Eine bislang wohl einzigartige Solidaritätsaktion mit dem Pflegepersonal haben jetzt Ärzte in der kanadischen Provinz Quebec gestartet: Mehr als 900 Allgemeinmediziner, Fachärzte und Medizinstudenten haben eine Petition gegen eine Gehaltserhöhung für Ärzte unterzeichnet. Stattdessen soll mehr Pflegepersonal eingestellt und die Kostenhürde für Patienten gesenkt werden.

Wie der US-Nachrichtensender CNN weiter berichtet, habe die Provinzverwaltung von Quebec beschlossen, 700 Millionen Dollar bereitzustellen, um das Gehalt der 10.000 Ärzte um 1,4 Prozent zu erhöhen. „Diese Erhöhungen sind umso schockierender, weil unsere Krankenschwestern, Büroangestellten und andere Fachkräfte mit sehr schwierigen Arbeitsbedingungen konfrontiert sind, während unseren Patienten aufgrund der drastischen Kürzungen in den letzten Jahren der Zugang zu den erforderlichen Diensten verwehrt bleibt. Das einzige, was immun zu sein scheint, ist unser Gehalt“, kritisiert die Petition der Gruppe Médecins Québécois pour la Régime Public (MQRP).
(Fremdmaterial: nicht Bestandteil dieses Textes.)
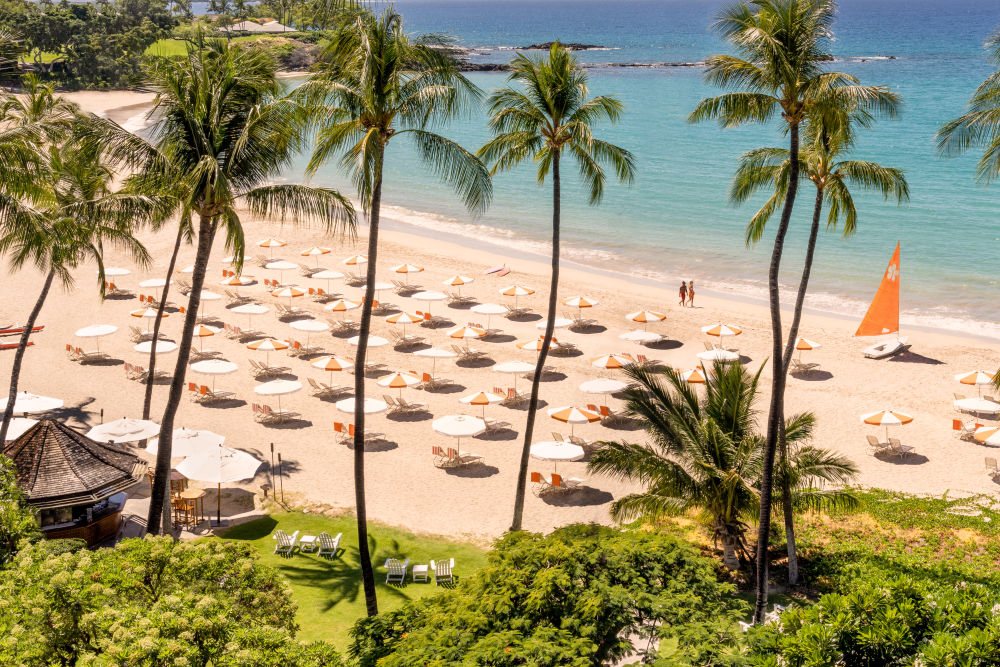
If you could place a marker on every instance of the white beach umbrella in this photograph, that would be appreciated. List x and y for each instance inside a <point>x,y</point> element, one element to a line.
<point>26,402</point>
<point>724,356</point>
<point>187,442</point>
<point>641,336</point>
<point>373,341</point>
<point>162,346</point>
<point>333,364</point>
<point>560,323</point>
<point>886,418</point>
<point>489,310</point>
<point>556,451</point>
<point>214,367</point>
<point>219,465</point>
<point>278,388</point>
<point>458,427</point>
<point>124,430</point>
<point>482,398</point>
<point>96,331</point>
<point>372,405</point>
<point>18,426</point>
<point>435,353</point>
<point>572,416</point>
Der Gesundheitsminister von Quebec, Gaetan Barrette, sagte dazu, dass er die Gehaltserhöhung nur rückgängig machen werde, wenn sich die Mehrheit der Ärzte gegen die Gehaltserhöhung ausspreche.

Einer der auslösenden Gründe für den Protest ist die schlechte Situation des überarbeiteten und unterbezahlten Pflegepersonals, welche in der kürzlich durchgeführten Gesundheitsreform ignoriert wurde.